Dielectric permittivity, ε′ and loss factor, tan δ as a function of frequency in: a, b hybrid plates obtained from metal-loaded PAMC; c, d dually reinforced laminates prepared with metal-loaded PAMC and CFT with Vf = 0,25; e, f dually reinforced laminates prepared with metal-loaded PAMC and CFT with Vf = 0,50. For sample designation, see Table 2

As to the tan δ values, the hybrids containing 13–19% metal without CFT (Fig. 7b) display notably higher values within the entire frequency range varying from 9 to 1, as compared to the L25 and L50 laminates wherein the respective values are 10–100 times lower (Fig. 7d, f). The lower values of tan δ in the latter case are related with the interfaces established between the metal particles and the carbon fibers. Apparently, these interfaces decrease the mobility of the charge carriers, maintaining them within those interfaces. The micrographs of the L-series obtained by RLM and SEM are in good agreement with these low losses, demonstrating once again a good impregnation of CFT with metal-enriched PA6 materials, i.e., a good affinity between fillers with different nature.

Conclusions

Multiscale laminate composites based on carbon fiber textile structures and PA6 matrices additionally reinforced by metals particles were prepared using microencapsulation strategy. The concentration of the metal particles was 13–19 wt% with respect to the PA6 matrix, the CFT volume fraction reaching 0.5. The preparation route included reactive microencapsulation of the respective metal particles in PA6 capsules by means of aniconic polymerization in suspension carried out with commercial monomers and catalysts with possibilities for scale-up. The resulting metal-loaded microcapsules were used for powder impregnation of CFT plies that were subsequently consolidated by conventional compression molding. To the best of our knowledge, such an approach is applied for the first time in the preparation of TPC/CFT laminates with enhanced electrical conductivity. The composites thus obtained displayed a strong increase of the d.c. electrical conductivity in 7 orders of magnitude as well as tunable real component of the dielectric constant and dissipation factor.
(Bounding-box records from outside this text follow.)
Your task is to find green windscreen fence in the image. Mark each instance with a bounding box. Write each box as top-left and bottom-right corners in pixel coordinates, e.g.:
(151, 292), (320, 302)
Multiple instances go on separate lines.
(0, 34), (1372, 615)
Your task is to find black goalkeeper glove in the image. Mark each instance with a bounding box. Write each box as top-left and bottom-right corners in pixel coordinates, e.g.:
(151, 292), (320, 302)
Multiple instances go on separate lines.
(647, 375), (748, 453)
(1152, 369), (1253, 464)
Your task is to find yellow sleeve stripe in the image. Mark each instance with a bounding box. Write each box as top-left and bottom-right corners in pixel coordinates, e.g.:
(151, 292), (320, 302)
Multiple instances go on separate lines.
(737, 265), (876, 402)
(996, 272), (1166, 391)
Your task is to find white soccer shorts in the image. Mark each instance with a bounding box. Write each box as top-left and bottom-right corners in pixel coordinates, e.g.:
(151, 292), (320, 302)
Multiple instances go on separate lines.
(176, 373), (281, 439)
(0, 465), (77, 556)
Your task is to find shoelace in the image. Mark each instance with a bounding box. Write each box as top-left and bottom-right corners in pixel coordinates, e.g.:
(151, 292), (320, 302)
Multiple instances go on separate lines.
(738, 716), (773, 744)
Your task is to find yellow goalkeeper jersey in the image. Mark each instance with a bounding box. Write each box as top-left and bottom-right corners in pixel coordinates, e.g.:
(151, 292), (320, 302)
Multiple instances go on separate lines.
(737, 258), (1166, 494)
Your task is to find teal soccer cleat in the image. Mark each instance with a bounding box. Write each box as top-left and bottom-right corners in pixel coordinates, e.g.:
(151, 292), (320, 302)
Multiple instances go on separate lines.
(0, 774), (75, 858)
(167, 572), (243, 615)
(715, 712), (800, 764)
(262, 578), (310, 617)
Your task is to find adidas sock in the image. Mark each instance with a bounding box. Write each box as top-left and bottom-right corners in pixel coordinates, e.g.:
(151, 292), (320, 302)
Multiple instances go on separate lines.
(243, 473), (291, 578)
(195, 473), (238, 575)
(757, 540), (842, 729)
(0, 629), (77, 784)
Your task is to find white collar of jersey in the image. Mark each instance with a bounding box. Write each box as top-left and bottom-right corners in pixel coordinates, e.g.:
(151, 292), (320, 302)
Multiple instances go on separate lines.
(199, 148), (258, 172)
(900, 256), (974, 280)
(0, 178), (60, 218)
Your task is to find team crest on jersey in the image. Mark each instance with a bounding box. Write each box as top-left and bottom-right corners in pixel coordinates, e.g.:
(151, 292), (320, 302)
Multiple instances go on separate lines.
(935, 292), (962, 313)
This effect was accompanied by 2–3 times increase in the Young modulus and ultimate tensile strength as compared to the anionic PA6 matrix. A factor of prime importance to get such behavior was the good distribution of high loads of metal particles within the PA6 interlayers of the laminates that can be achieved only using the microencapsulated strategy suggested in this work. It is believed that this set of properties quite unusual for traditional TPC/CFT laminates can resolve some problems typical for CFT laminate composites and therefore become a useful platform for structural and functional applications mostly in the automotive and electronic industries.